Constant dl but different dx. Collect terms in equation [5]. Show that the result can be written dl^{2} = \frac{dx^{2}}{1 - x^{2}/r^{2}}
Equation [5], involving dl, is for finding the length of a measuring rod of length dl along the circle, laid by the one dimensional creature.
Homework Equations
Equations in text for the chapter so far:
[1] r^{2} = x^{2} + y^{2}
[2] y^{2} = r^{2} - x^{2}
[3] 2ydy = -2xdy r = constant
[4] dy = -\frac{xdx}{y} = -\frac{xdx}{(r^{2} - x^{2})^{1/2}} r = constant
[5] dl^{2} = dx^{2} + dy^{2} = dx^{2} + \frac{x^{2}dx^{2}}{(r^{2} - x^{2}} r = constant
The Attempt at a Solution
I've realized fairly easily that the bottom part of the equation I'm trying to get has an r^{2} factored from the bottom. I haven't quite figured out where it went, though.
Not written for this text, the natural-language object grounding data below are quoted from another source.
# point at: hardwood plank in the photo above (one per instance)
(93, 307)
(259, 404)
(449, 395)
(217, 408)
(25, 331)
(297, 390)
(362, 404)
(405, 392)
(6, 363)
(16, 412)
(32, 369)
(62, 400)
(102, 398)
The closest I've gotten is:
dy = -\frac{xdx}{(r^{2} - x^{2})^{1/2}}
Solving for dx, I get dx = -\frac{dy(r^{2} - x^{2})^{1/2}}{x}
I then input this into equation [5], getting dl^{2} = \frac{dy^{2}(r^{2} - x^{2})^{2}}{x^{2}} + \frac{x^{2}dx^{2}}{(r^{2} - x^{2})} = \frac{dy^{2}(r^{2} - x^{2})^{2} + x^{4}dx^{2}}{x^{2}(r^{2} - x^{2})}
Then I moved the denominator over, dl^{2}x^{2}(r^{2} - x^{2}) = dy^{2}(r^{2} - x^{2})^{2} + x^{4}dx^{2}
Substituting the dy gives dl^{2}x^{2}(r^{2} - x^{2}) = x^{2}dx^{2} + x^{4}dx^{2}
Dividing the things by the dl gives dl^{2} = \frac{dx^{2}(1 + x^{2})}{(r^{2} - x^{2})} = \frac{dx^{2}(1 + x^{2})}{r^{2}(1 - x^{2}/r^{2})}
Clearly, the only stuck thing is the \frac{(1 + x^{1})}{r^{2}}. Does this mean anything, like it equals 1 or something, and I've just forgotten an identity? I've also tried a couple of other methods, but I would say this is pretty much what I get to. It may not make perfect sense, but I was running out of ideas, and this was the last thing I tried.